Revised RFC on range design for D2
Steven Schveighoffer
schveiguy at yahoo.com
Thu Oct 2 09:53:02 PDT 2008
"Bruno Medeiros" wrote
> Andrei Alexandrescu wrote:
> > Eiffel also has properties
> > that are obtained via syntactic conventions (getX and setX implement
> > property x)
>
> Hum, interesting, I just replied in another part of the thread with a
> suggestion that is just like that (and didn't know about it).
In fact, C++.net did something similar in that if you defined a property x
in C#, it really defined two hidden functions, get_x() and set_x() that
could be called from C++.
But the new C++.net is much better, you can actually use and define real
properties.
I consider this type of thing a hack, that probably shouldn't be used since
we are talking about a developing language and not something that has
decades of real-world use. I personally think it was one of those Microsoft
marketing things where they made C++.net so it could interact with other
languages, but made it so ugly that you perceived C# as being soo much
better ;) But that's just the cynic in me.

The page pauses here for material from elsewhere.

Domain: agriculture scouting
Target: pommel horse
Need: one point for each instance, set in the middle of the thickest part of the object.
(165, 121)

All that is needed is a keyword to signify that a function is really a
property, kind of like 'pure', and enforce the rules that have been
discussed. Since D2 is already getting new keywords and is almost
backwards-incompatible with existing D1 code, I don't see this as a huge
issue.
The other option is to do something funky with the syntax, like C# does
(note that get, set, and value are contextual keywords in C#, so their
keyword status is not universal):
int myproperty
{
get
{
return _myprivateproperty;
}
set
{
return _myprivateproperty = value;
}
}
In light of some other posts about overloading the set operators, I think
actually it might be nicer to define set as a contextual function inside a
property:
int myproperty
{
get
{
return _myprivateproperty;
}
set(int value)
{
return _myprivateproperty = value;
}
set(string value)
{
return _myprivateproperty = to!(int)(value);
}
}
I'm not a language designer, so I don't know if this falls within the rules
of D grammar, but I definitely think this is one of the gems of C# syntax
(note, no idea if C# invented this, but it's the first time I saw it).
The downside is that you can't really take addresses of the set/get
functions, or could you with something like &myproperty.set? That would be
one reason to make the set/get symbols keywords.